The race route is 280km long and should be raced between 6-7 hours. The course is not flat but lumpy and there is nary a flat stretch along the route. And this favors the classic one day riders. However, this is not the route for the stage racers.
So who are the favorites? Here are my favorites, but not in any order: van der Poel, Velverde, Evanepoel, Peter Sagan (Slovakia), Julian Alaphilippe, (France), Michael Matthews (Australia), Belgians Greg Van Avermaet, and Philippe Gilbert. I know that Alexey Lutsenko and Matteo Trentin are also favorites but I don’t think they have the firepower to win at this big stage.
Of the list, the most in-form are Van der Poel, Gilbert, Lutsenko. The next tier would include Matthews, Valverde, Van Avermaet, Evanepoel. The next tier would include Sagan, Valverde, and Trentin. If after 280km, this race ends in a small bunch sprint, I would bet my money on Van der Poel, Sagan, Van Avermaet and Matthews, respectively. If this ends in a solo breakaway, I would go for Alaphilippe, Gilbert, Trentin or Lutssenko. The number one favorite is of course Van de Poel and the least likely to win its Trentin. Unfortunately for the Italians, who used to be the biggest players in the Worlds, they haven’t won it since 2008.

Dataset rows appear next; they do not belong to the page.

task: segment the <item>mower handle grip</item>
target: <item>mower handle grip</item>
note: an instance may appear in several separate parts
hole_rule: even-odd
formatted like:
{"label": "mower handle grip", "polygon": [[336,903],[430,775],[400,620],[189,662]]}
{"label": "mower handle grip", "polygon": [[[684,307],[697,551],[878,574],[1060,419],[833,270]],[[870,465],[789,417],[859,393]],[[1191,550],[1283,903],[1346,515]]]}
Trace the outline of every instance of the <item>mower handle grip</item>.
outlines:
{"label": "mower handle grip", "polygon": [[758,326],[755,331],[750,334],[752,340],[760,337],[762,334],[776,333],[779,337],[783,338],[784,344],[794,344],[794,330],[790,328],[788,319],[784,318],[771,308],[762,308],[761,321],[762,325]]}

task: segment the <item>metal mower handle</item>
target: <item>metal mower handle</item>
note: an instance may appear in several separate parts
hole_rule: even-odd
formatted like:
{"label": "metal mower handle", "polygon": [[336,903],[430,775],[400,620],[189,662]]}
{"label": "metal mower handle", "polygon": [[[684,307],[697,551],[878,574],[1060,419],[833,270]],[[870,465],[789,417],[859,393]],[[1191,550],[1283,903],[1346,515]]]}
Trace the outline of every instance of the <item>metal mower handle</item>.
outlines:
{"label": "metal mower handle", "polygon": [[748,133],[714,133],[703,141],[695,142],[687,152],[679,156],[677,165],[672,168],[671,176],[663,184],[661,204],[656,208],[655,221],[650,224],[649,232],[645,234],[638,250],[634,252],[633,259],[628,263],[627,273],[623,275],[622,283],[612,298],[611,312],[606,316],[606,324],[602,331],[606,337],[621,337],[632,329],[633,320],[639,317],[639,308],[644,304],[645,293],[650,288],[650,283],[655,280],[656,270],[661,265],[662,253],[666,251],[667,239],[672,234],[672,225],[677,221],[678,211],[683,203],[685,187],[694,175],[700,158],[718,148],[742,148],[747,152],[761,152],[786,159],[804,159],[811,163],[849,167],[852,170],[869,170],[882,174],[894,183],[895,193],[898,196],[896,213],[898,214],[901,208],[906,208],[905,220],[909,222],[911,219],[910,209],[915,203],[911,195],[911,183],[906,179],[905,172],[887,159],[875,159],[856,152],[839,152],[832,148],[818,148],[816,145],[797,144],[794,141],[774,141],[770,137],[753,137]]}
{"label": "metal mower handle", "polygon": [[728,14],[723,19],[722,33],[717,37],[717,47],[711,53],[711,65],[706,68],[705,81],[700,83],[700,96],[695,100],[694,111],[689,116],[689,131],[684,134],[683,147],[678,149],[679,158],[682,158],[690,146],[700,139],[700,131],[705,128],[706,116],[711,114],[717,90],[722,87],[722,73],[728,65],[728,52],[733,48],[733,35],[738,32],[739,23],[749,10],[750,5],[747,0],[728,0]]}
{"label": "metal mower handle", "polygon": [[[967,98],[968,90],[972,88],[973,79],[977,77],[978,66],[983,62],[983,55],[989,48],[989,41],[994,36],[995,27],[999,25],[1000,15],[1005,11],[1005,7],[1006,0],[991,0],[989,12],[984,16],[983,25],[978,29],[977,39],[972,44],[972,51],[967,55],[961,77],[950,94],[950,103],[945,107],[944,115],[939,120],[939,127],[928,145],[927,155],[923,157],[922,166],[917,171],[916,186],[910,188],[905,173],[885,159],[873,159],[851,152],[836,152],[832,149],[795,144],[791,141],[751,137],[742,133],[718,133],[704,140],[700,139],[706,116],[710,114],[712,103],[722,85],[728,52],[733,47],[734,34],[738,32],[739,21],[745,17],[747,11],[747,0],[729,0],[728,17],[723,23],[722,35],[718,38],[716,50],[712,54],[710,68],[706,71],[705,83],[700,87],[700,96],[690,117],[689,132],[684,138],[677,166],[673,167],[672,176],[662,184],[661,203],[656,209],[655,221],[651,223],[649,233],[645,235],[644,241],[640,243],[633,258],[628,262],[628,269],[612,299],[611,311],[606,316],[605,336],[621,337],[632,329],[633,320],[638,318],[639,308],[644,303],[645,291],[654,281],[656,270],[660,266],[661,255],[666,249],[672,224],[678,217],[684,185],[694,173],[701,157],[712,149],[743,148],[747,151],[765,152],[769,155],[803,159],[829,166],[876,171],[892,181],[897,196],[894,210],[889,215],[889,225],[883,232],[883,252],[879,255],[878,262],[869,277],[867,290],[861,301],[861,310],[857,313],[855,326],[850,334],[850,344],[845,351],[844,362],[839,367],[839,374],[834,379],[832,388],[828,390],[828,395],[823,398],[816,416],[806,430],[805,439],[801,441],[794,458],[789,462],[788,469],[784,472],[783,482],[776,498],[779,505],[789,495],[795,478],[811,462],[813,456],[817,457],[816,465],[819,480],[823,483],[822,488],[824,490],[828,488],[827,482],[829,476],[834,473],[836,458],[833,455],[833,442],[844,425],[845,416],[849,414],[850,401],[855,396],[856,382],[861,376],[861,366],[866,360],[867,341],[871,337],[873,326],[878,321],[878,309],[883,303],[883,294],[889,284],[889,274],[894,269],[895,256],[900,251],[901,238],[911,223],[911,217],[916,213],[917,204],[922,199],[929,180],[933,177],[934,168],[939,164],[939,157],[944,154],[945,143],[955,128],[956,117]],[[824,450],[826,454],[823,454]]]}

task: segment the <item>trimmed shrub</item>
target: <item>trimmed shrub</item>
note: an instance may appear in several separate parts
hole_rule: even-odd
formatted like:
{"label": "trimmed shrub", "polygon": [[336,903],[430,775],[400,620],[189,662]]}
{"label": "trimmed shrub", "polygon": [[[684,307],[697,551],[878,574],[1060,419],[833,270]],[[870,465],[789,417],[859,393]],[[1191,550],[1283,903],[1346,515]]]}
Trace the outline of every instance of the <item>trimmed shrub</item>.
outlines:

If you’re wondering why the stage racers like Egan Bernal or Primoz Roglic or Ricardo Carapaz (winners of the Tour de France, Vuelta a Espana, giro d’Italia, respectively) are not in my list, well, the racing is different and the efforts put forth are different.
In a stage race, you can choose and select the time and place to attack. In fact, in a three day race, you can only count the number of minutes the trio had been on the attack. In a one day race, its different. It’s like a tennis match. Win or go home.
There is no time for hiding, and if you have a “sans un jour”, or a bad day, your Worlds are over and you’ll have to wait 12 months to do it all over again.